If a company says a complaint is false or would disclose confidential business information, the CPSC will decide whether to withhold or publish the complaint.

Those safeguards will protect companies, agency officials said.

Anyone filing a complaint must identify themselves, but that information will not be published and would be disclosed to the manufacturer only with the consumer’s permission.

The database will not include peeves about reliability or quality, only information about defects that can cause injury or death. And it is restricted to the 15,000 types of consumer goods overseen by the CPSC, which do not include food, drugs, medical devices, cosmetics, tobacco, automobiles or tires.

Only one other federal agency – the National Highway Traffic Safety Administration – keeps a similar database. That database allows consumers to post complaints about cars, tires or child car seats but does not permit manufacturers an opportunity to post a rebuttal.
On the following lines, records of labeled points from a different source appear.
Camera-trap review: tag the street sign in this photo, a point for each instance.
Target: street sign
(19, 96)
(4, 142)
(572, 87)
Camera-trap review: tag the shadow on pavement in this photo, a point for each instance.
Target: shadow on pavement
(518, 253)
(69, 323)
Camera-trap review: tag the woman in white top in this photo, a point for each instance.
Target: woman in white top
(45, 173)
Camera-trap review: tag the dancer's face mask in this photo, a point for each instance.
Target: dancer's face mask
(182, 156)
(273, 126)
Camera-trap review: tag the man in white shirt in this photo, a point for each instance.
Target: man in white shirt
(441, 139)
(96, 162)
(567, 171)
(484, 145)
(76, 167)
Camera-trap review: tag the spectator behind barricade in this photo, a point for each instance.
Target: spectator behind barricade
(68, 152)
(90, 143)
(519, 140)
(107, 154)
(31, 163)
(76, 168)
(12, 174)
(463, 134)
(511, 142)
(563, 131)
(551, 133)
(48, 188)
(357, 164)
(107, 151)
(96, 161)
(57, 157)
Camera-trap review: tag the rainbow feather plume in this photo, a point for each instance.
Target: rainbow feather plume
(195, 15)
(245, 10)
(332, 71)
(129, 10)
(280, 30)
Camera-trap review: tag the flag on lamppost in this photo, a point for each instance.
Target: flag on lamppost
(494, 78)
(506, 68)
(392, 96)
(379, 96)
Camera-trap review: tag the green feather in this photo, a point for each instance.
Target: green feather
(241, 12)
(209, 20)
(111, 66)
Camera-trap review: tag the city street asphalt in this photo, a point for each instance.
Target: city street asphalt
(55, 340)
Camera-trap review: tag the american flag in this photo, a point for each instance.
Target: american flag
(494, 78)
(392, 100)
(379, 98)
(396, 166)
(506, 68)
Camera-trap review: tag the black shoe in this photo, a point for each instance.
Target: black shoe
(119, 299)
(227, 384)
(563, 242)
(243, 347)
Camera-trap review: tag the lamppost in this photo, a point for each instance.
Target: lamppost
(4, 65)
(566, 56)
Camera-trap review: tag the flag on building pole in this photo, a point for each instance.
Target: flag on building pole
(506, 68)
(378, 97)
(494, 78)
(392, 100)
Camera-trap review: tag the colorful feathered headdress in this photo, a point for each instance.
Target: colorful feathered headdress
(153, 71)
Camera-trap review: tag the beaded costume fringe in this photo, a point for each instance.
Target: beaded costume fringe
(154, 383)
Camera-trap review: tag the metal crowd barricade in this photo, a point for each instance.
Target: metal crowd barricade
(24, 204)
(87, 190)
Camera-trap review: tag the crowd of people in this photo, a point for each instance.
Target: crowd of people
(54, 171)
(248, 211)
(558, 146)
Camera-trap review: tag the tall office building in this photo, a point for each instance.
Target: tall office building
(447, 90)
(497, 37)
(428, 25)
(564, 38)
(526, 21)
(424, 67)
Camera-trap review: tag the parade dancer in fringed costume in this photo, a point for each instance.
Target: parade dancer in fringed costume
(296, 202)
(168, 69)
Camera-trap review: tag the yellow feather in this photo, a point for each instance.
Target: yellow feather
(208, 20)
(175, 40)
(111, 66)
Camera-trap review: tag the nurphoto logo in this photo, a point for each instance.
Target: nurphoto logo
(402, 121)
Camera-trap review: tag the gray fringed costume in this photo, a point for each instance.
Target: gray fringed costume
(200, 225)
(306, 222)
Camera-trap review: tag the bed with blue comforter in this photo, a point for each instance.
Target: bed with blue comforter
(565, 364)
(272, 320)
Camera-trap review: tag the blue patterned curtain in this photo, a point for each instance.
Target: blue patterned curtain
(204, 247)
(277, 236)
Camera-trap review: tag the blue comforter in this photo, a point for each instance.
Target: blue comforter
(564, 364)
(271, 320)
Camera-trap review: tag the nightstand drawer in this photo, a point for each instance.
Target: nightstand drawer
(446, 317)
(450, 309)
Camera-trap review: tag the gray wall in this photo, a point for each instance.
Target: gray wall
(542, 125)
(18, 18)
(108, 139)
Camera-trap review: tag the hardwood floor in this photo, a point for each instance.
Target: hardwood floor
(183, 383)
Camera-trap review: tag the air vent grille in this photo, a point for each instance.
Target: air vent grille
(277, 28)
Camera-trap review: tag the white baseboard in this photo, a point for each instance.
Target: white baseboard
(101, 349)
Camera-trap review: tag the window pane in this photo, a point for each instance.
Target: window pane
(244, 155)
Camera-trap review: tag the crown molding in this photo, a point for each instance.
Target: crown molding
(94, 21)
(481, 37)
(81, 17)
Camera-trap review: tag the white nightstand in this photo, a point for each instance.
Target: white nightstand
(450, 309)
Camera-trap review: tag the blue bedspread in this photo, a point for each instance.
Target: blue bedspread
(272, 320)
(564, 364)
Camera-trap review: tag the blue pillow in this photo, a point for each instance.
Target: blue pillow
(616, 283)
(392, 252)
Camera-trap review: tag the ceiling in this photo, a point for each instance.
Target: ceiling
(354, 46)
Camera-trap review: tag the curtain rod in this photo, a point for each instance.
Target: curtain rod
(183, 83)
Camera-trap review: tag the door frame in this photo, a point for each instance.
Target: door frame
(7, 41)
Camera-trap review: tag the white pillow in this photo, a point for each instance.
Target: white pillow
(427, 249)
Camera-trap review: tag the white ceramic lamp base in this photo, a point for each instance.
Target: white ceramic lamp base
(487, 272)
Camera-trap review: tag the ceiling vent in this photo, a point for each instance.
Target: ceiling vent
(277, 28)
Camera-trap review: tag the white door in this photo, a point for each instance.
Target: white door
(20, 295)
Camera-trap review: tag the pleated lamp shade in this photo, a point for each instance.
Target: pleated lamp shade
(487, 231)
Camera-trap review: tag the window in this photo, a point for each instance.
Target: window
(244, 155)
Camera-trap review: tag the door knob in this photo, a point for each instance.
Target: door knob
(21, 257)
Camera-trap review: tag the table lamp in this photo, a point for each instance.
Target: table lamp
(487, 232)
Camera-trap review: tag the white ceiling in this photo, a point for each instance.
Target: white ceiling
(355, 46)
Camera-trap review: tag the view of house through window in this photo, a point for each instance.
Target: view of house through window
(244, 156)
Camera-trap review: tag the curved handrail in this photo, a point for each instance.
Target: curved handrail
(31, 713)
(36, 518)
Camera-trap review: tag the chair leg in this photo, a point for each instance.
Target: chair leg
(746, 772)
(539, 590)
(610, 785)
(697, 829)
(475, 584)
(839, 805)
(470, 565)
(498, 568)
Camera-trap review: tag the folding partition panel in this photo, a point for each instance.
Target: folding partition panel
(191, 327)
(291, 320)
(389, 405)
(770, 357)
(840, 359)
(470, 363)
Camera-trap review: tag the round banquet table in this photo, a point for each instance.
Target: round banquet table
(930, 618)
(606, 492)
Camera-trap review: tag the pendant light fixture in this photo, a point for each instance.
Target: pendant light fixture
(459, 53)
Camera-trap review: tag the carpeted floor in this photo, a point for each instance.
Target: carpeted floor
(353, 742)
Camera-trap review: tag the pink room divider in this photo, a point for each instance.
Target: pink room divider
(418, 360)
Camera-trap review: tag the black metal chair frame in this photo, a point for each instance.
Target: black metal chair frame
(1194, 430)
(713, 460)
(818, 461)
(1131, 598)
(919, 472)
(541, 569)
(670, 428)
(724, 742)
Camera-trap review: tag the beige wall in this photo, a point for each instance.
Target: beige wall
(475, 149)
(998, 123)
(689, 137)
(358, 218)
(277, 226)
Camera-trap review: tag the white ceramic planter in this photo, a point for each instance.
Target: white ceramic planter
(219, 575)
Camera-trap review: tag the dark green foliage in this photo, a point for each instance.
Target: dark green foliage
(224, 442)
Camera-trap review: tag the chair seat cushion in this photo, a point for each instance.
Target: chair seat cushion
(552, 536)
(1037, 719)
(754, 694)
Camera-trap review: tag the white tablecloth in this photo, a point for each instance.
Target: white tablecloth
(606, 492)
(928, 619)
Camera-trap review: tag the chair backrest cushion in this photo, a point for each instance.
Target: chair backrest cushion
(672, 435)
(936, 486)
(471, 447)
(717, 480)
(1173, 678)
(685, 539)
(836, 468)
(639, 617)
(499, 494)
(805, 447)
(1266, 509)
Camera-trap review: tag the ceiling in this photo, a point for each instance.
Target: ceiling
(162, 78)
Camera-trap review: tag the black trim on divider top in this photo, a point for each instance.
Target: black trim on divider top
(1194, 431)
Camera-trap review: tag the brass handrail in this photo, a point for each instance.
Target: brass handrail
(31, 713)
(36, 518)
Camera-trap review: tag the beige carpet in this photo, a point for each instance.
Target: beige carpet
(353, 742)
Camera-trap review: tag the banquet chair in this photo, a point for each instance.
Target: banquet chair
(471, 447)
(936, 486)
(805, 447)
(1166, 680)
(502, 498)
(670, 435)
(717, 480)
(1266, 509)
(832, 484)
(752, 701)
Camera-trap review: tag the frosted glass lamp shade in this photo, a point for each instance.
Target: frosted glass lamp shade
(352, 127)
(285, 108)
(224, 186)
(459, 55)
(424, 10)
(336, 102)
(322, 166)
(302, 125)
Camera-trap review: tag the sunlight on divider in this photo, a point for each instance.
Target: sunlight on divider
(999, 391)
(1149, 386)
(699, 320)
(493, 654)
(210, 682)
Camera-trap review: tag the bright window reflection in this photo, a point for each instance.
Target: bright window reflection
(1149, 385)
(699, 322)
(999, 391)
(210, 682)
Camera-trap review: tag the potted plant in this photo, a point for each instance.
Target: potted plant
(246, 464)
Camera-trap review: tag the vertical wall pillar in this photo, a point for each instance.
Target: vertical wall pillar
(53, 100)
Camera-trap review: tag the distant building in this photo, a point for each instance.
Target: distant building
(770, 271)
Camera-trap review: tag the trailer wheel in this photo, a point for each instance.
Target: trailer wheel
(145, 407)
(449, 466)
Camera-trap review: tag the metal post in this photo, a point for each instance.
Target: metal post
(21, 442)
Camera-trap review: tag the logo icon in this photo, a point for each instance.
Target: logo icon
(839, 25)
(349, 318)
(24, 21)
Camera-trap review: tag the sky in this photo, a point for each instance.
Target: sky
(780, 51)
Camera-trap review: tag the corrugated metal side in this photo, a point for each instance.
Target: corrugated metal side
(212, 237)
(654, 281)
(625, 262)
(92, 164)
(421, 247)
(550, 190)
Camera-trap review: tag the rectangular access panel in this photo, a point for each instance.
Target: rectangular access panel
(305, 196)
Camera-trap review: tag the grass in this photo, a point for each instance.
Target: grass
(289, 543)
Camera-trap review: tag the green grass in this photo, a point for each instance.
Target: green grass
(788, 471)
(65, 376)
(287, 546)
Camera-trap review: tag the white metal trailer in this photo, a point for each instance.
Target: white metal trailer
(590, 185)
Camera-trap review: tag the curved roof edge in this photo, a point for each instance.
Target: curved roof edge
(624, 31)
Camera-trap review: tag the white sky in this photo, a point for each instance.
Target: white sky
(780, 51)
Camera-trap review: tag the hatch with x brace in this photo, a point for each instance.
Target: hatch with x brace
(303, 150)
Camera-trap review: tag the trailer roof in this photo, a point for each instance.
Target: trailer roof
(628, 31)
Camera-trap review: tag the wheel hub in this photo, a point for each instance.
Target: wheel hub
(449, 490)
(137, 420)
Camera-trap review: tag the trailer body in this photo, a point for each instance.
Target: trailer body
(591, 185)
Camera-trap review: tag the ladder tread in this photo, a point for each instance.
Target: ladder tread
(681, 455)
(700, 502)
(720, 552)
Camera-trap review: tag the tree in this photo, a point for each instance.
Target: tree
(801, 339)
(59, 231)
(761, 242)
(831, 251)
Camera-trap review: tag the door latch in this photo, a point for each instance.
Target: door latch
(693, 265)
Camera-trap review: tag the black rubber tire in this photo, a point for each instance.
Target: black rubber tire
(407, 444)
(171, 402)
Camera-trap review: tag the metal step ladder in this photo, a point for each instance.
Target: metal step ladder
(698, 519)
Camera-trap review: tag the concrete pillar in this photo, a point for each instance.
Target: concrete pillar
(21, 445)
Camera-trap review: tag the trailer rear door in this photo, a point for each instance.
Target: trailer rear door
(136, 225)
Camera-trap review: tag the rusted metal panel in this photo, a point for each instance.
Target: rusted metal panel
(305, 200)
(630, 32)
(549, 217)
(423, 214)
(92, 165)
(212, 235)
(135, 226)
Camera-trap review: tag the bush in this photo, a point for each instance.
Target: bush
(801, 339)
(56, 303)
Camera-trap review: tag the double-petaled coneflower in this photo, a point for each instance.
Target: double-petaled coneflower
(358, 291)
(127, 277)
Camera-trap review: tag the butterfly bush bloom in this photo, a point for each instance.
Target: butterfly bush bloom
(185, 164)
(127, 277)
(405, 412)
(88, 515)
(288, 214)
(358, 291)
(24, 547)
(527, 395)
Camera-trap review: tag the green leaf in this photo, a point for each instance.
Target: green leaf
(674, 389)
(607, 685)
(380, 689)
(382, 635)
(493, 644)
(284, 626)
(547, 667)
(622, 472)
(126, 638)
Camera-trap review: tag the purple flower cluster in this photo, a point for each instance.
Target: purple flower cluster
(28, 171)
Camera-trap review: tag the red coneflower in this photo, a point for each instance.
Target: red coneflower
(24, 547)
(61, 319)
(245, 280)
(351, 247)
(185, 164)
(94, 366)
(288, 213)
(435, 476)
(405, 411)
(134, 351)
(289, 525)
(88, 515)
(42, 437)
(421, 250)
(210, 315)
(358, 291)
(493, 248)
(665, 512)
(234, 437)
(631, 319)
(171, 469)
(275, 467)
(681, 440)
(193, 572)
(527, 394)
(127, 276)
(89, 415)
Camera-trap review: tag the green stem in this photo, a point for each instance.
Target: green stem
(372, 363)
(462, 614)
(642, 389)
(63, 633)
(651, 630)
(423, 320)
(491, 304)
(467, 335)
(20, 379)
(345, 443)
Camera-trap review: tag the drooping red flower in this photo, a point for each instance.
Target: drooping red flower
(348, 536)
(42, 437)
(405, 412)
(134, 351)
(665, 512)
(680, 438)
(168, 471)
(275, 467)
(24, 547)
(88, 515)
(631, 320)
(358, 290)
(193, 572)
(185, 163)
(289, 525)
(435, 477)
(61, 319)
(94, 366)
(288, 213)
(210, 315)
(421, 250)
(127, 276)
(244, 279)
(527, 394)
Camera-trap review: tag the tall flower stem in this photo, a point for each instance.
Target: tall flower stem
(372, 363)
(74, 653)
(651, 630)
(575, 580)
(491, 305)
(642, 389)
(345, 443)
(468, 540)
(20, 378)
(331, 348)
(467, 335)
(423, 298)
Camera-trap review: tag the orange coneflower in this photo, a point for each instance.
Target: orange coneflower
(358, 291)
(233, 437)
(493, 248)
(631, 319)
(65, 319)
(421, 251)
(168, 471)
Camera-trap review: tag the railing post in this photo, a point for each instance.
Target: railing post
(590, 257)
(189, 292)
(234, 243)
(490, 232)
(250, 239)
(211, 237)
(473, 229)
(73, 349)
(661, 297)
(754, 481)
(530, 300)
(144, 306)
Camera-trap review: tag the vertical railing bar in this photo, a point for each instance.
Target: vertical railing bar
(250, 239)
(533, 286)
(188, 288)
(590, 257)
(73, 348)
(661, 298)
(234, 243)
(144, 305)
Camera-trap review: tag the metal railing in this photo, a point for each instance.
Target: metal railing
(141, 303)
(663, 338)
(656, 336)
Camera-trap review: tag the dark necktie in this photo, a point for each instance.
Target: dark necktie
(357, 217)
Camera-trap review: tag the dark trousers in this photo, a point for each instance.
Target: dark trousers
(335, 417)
CPSC Chairman Inez Tenenbaum says the database will be rolled out on time despite pushback from the business community. “The consumer database is on budget and on schedule to be launched in March,” she said last week.

The agency, which received about 16,000 consumer complaints in 2009, does not know how many to expect in the new system, according to spokesman Scott Wolfson.

Tenenbaum and the other two Democrats on the CPSC trumpeted the final version of the database as a powerful tool for consumers, while the two Republicans, Anne Northup and Nancy Nord, were opposed.

After the vote, Northrup released a statement that said the CPSC opted to create a database that “wastes taxpayer money, confuses and misleads consumers, raises prices, kills jobs, and damages the reputations of safe and responsible manufacturers.”

Nord said the move was “another example of poorly conceived and excessive regulation that, sadly, has become the norm at CPSC.”

The database, which is scheduled to be launched March 11, will be available at www.saferproducts.gov.